Джессика одобрительно усмехнулась:
– Ты мне нравишься, Марион! Я уже говорила, что ты мне всегда нравилась. Иногда мне ужасно хотелось, чтобы ты не была такой простодушной, тогда бы с тобой было еще интересней. Твоя беда в том, что ты слишком доверчива! А верить нельзя никому. Никому нельзя верить! Ты же с разинутым ртом слушала все, что тебе плели я, Глэдис, Десмонд… вот и дослушалась. Ты ведь небось веришь в вышнюю справедливость, да? И до сих пор еще не убедилась, что громы небесные не грянут над моей головой?
С непередаваемым презрением Джессика указала кивком на останки Гвендолин.
– Ох, и смрадно здесь у тебя, Марион! А будет еще зловоннее, когда начнет разлагаться твой труп…
Кажется, еще ничего в жизни не давалось Марине с большим трудом, чем это простое движение: наклонить голову. Понурить ее. Подавить желание взглянуть Джессике в глаза, чтобы прочесть подтверждение догадке… внезапно вспыхнувшей надежде.
«Твой труп», – сказала она. «Твой!»
Правду сказать, в первые мгновения Марине почудилось, что Джессика повредилась в уме, если пришла сюда. Но она надеется уйти… Значит, не Линкс, не Хьюго, как можно было предположить, владели тайной двери. Как открыть ее изнутри, знала Джессика. Но вряд ли она явилась для того, чтобы сообщить эту тайну Марине! Ведь Джессика – человек, лишенный души, сердце ее мертво для добра, сочувствия, радостей жизни. Она непреклонна, как мужчина, только еще опаснее, потому что умна и коварна… Но сейчас не время сокрушаться о том, что эта очаровательная внешность стала пленницей темной, тлетворной натуры.
Джессика зачем-то пришла сюда. Может быть, положить конец страданиям Марины? Ну, это смеху подобно. Скорее насладиться ими. Окончательно пригвоздить поверженную соперницу. И, может быть, даже раскрыть ей свои карты. Да, недаром же нарцисс – ее любимый цветок! Самолюбование – сущность Джессики, все свои злодейства она совершила исключительно из любви к себе. И вдруг Марина подумала, что, окажись поумней да проницательней, она могла бы заподозрить эту красавицу чуть ли не с первого дня, когда Джессика так пылко рассказывала ей о нарциссах. Из этих цветов плели себе венки эринии, богини мести и возмездия, и Джессика с невероятной терпеливостью, сдержанностью, расчетливостью сплетала свой венок.
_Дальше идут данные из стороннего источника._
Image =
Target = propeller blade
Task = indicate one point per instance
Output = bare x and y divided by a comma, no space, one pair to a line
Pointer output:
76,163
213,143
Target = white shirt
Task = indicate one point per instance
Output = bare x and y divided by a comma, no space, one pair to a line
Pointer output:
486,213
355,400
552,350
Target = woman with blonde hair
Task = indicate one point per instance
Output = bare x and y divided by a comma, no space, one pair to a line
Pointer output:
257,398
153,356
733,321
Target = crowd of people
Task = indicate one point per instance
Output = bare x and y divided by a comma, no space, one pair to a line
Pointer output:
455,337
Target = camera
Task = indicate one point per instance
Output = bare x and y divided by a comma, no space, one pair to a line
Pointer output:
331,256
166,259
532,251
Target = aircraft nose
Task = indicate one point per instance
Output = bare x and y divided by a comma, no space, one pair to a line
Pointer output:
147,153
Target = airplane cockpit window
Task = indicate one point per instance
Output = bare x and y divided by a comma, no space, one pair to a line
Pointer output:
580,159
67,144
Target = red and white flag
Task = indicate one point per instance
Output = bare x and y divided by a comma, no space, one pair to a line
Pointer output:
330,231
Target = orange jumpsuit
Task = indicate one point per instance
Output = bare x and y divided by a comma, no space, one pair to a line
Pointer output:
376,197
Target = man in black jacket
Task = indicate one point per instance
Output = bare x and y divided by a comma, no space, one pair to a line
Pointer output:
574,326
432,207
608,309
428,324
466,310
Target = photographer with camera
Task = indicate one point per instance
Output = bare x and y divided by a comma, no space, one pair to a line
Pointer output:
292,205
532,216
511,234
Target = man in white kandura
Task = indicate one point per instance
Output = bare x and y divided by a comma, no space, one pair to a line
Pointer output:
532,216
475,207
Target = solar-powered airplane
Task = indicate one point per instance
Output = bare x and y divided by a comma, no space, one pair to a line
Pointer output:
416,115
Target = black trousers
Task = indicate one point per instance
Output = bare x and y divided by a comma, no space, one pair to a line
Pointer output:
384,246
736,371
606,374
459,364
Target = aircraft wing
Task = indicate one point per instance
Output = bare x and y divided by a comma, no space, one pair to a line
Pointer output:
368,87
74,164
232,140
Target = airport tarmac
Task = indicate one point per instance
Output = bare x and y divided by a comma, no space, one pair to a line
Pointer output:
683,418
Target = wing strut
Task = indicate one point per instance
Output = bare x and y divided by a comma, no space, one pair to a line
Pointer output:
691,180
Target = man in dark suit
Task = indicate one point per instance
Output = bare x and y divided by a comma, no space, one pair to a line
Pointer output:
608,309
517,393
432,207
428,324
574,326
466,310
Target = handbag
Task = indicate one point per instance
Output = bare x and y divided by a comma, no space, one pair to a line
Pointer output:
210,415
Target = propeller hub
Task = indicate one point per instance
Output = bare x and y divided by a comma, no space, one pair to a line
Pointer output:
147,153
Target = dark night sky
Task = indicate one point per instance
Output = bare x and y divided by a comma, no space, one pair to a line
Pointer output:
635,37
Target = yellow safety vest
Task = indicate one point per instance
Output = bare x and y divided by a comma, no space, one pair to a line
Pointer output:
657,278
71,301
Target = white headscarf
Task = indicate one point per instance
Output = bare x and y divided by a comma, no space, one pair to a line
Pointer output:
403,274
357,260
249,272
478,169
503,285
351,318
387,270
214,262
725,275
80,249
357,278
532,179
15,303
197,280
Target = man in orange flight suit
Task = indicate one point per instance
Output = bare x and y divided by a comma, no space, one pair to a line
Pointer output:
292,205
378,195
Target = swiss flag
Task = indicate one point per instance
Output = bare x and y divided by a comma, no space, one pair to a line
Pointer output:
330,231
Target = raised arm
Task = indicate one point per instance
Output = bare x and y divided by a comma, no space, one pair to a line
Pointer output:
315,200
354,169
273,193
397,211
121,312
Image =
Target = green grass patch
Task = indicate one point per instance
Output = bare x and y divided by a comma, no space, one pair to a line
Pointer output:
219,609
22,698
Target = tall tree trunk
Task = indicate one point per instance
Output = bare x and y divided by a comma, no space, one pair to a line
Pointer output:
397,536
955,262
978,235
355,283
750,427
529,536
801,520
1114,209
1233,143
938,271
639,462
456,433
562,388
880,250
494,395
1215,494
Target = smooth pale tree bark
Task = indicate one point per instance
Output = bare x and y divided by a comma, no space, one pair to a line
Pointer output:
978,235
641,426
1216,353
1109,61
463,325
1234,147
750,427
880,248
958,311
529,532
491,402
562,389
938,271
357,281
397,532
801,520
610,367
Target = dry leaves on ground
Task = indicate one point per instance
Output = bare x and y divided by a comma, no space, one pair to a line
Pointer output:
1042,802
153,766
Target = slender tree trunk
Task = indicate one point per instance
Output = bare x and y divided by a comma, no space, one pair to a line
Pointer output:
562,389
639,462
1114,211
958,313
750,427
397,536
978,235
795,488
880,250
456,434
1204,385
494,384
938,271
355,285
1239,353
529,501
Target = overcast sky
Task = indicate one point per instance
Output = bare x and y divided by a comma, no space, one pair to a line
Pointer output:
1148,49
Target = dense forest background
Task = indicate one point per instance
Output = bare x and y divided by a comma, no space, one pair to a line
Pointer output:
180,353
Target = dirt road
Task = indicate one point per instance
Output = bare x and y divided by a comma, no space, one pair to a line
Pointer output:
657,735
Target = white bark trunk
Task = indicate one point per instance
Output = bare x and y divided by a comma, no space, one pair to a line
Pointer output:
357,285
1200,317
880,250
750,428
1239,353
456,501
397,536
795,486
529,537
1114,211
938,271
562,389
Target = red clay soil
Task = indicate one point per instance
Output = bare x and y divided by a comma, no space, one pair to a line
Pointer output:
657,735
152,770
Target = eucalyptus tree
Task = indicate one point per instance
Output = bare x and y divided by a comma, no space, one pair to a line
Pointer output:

Пожалуй, это было ничуть не легче, чем вывести вожделенный белоснежный нарцисс! Опыт не удался, но Джессике, бедняжке, пока невдомек, что о ней уже все известно!
Марина вскинула голову, но тут же погасила огонь глаз. Не время… еще не время торжествовать! Пока ничто не мешает Джессике в одно мгновение привести в движение известный лишь ей механизм и оказаться за пределами обители смерти, оставив здесь Марину. И хоть Десмонд знает, чего ожидать от своей вновь обретенной сестрицы (а кто предупрежден, тот вооружен), характер Джессики так же несгибаем, как ее осанка. Черт знает, чего от нее еще можно ожидать! И как ни хочется с горделивым отвращением плюнуть ей в лицо, нельзя забывать, что она – единственная надежда Марины на спасение. Единственный ключ от потайной двери… и с этим ключом следует обращаться бережно.
– Что-то ты притихла, Марион? – обеспокоенно сказала Джессика, приближаясь к ней. – Ну, ну, не могла ты настолько обессилеть за день и две ночи – по моим расчетам, ты никак не могла провести здесь больше времени!
Марина так испугалась, как бы Джессика не огляделась и не заметила глиняного сосуда, еще наполовину полного водой, не вздумала опрокинуть его, что она ринулась в бой, желая во что бы то ни стало отвлечь соперницу:
– Зря ты думаешь, что Десмонд женился бы на тебе!
– Очень надо! – фыркнула Джессика, и Марине показалось, что она сейчас все расскажет о себе, но тут же бывшая мисс Ричардсон спохватилась: – Почему ты так решила? Десмонд был игрушкой в моих руках. И если ты думаешь, что я не влезла к нему в постель, ты глубоко ошибаешься!
Верно, лицо Марины слишком уж изменилось, потому что Джессика торжествующе хохотнула:
– О, берегитесь ревности, синьор! Зеленоглазое чудовище сие со смехом пожирает свои жертвы! [32]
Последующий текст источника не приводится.